The judge refused permission to amend, holding that VTB had not demonstrated that England was the appropriate forum, and discharged a freezing injunction obtained against Malofeev.
VTB’s contract claim was not founded on a cause of action known to English law. It was appropriate to pierce the corporate veil only where special circumstances existed, indicating that it was a mere facade concealing the true facts. Once the veil was pierced, however, the court could not treat those in control of the company as themselves parties to its contracts.
There was a good arguable case that VTB had suffered a loss, even though it had been put in funds by its parent to make the loan and so had sustained damage within the jurisdiction.
ontrary to the judge’s view, there was a triable issue that the second defendant was, through the agency of Malofeev, a party to the torts against VTB.
The claimants had an arguable case that its loss was sustained in England, but other elements of the torts occurred elsewhere. In the circumstances there was no presumption that England was the natural or appropriate forum.
The judge had erred in his approach by failing to decide what were the most significant elements of the torts of deceit and conspiracy on the facts. However, the arguments on the significance of the events constituting the torts for the purposes of the Private International Law (Miscellaneous Provisions) Act 1995 were evenly balanced.
In the circumstances VTB had failed to demonstrate that England was clearly or distinctly the appropriate forum. The judge was right to set aside permission to serve the proceedings out of the jurisdiction.
Since the court lacked jurisdiction, there was no question of continuing the freezing injunction against Malofeev.
For the appellant VTB Capital
Clive Freedman QC, Littleton Chambers; Richard Snowden QC, Erskine Chambers; Paul McGrath QC, David Davies, David Peters, Essex Court Chambers;Andrew Burrows QC, Fountain Court; Iain Pester, 11 Stone Buildings; Anthony Reim, litigation partner, PCB
For the defendant (1) Nutritek International Corp
Nigel Jones QC, David Lewis, Hardwicke; Richard Kearns, partner, Kearns & Co
For the defendant (2) Marshall Capital Holdings
Michael Lazarus, Christopher Burdin, 3 Verulam Buildings; Partner Justin Michaelson and associates Darren Roiser, Swati Tripathi, Shivani Sanghi, AnatolyMatveev, SJ Berwin
For the defendant (4) Konstantin Malofeev
Iain Milligan QC, 20 Essex Street; Stephen Rubin QC, Fountain Court; Cyril Kinsky QC, 3 Verulam Buildings; Ed Brown, Essex Court Chambers; Jamie McClelland, Fountain Court; SJ Berwin partner Justin Michaelson
Nigel Jones QC
Every law student learns that in certain circumstances the court can pierce the corporate veil, but this has remained an elusive concept.

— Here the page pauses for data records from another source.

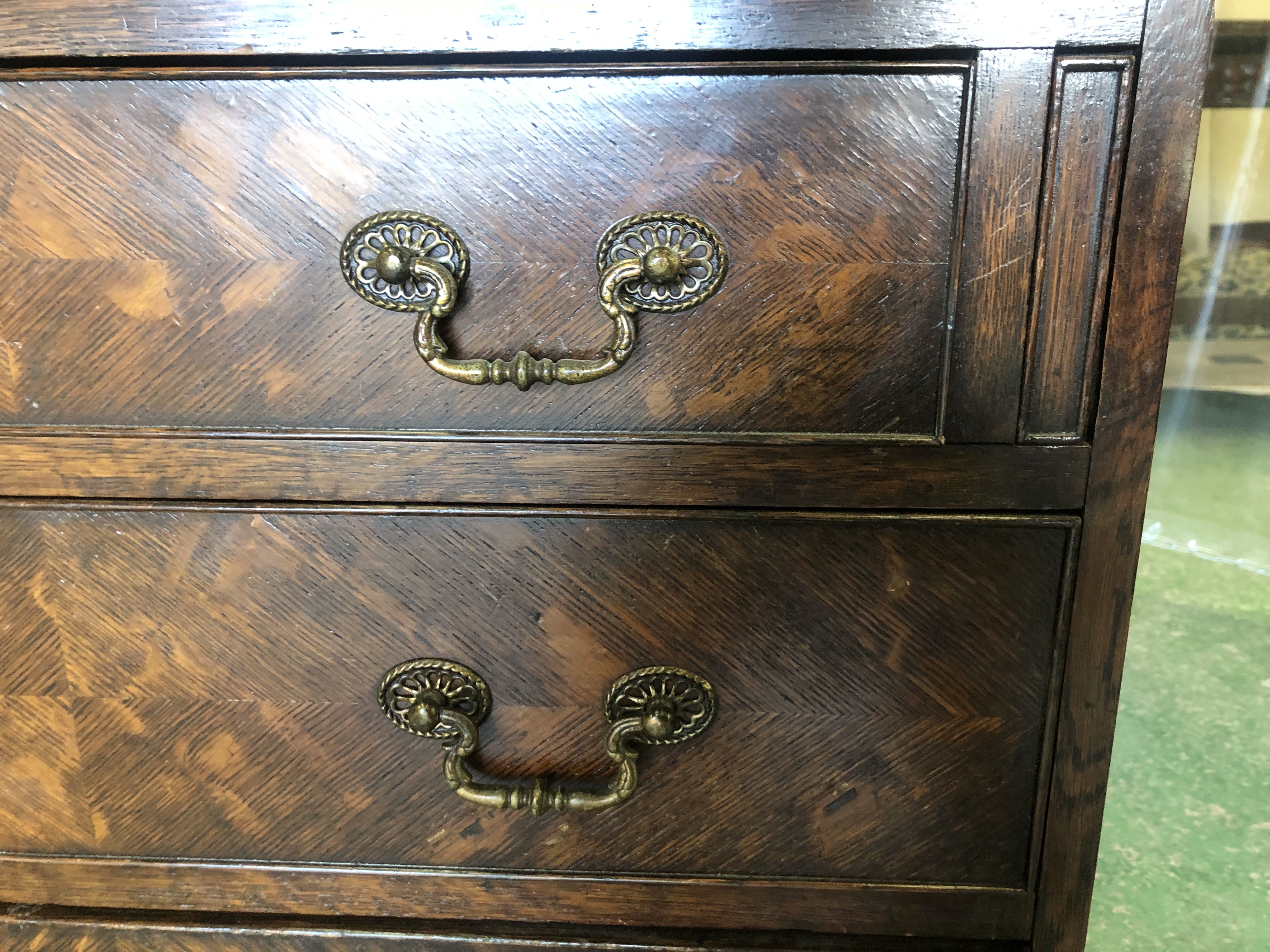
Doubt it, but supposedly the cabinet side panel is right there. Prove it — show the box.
[1033,0,1212,952]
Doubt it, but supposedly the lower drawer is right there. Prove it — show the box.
[0,505,1077,938]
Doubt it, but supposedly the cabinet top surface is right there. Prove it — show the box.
[0,0,1146,57]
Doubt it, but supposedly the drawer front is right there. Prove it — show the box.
[0,508,1073,934]
[0,64,955,439]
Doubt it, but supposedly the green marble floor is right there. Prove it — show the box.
[1087,391,1270,952]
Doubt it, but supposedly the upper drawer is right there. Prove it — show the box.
[0,58,1133,442]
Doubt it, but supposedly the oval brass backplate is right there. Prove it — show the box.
[380,658,494,740]
[339,211,469,311]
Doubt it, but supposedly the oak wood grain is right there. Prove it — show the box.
[0,64,966,438]
[0,0,1144,56]
[0,508,1074,904]
[1019,56,1133,443]
[0,905,1024,952]
[0,856,1030,952]
[0,434,1088,515]
[1033,0,1212,952]
[944,49,1051,443]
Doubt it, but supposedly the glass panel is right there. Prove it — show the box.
[1088,0,1270,952]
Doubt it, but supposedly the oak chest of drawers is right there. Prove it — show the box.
[0,0,1208,952]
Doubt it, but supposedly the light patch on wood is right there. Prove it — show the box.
[106,262,173,321]
[0,340,22,414]
[266,126,375,221]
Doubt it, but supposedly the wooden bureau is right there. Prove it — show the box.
[0,0,1209,952]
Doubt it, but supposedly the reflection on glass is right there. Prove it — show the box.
[1088,0,1270,952]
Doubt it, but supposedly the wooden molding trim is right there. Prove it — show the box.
[0,856,1031,939]
[0,435,1088,510]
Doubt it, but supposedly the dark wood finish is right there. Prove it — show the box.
[0,0,1214,952]
[0,906,1024,952]
[944,49,1053,443]
[0,856,1031,939]
[1019,56,1133,443]
[1034,0,1212,952]
[0,64,968,438]
[0,0,1143,56]
[0,508,1073,893]
[0,434,1088,510]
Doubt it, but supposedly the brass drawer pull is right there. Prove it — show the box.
[340,212,728,390]
[379,658,715,815]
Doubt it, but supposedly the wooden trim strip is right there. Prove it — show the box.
[1019,56,1134,443]
[1033,0,1212,952]
[0,0,1144,57]
[0,56,970,82]
[0,856,1031,939]
[0,437,1088,510]
[942,49,1053,443]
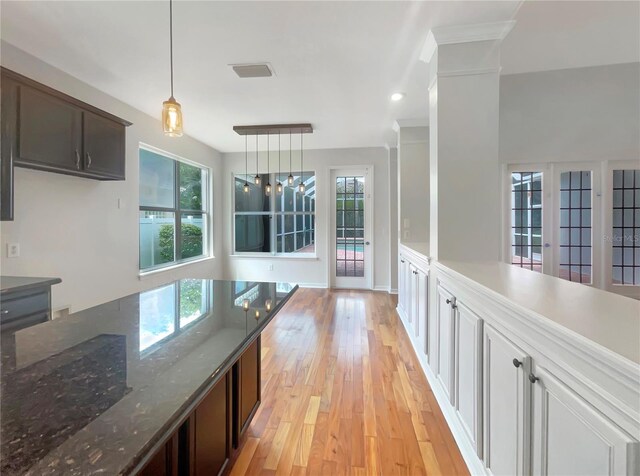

There have been only around 20 reported cases of note on it in 100 years and remarkably few have tried to explain the principle or its limits.
In the landmark decision of VTB Capital v Nutritek  the Court of Appeal has decided that the principle lives on: “[t]he court can, in an appropriate case, ‘pierce a company’s corporate veil’ and, in doing so, substantially identify the company with those in control of it”.
The court endorsed the “sound summary of the [underlying] principle” (expressed by Sir Andrew Morritt in Trustor AB v Smallbone ): “the court is entitled to pierce the corporate veil and recognise the receipt of the company as that of the individual(s) in control of it if the company was used as a device or façade to conceal the true facts thereby avoiding or concealing any liability of those individual(s). …”
But the court cannot “proceed in consequence to a holding either that the puppet company was a party to the puppeteer’s contract, or vice versa”.
A claimant cannot pierce the veil to impose contractual liability on the controller when that was not intended by him and the undisputed parties to the contract, and thus cannot use the principle against the controller, for example, to establish the contractual jurisdiction of the English court or because he might have more funds to satisfy a judgment.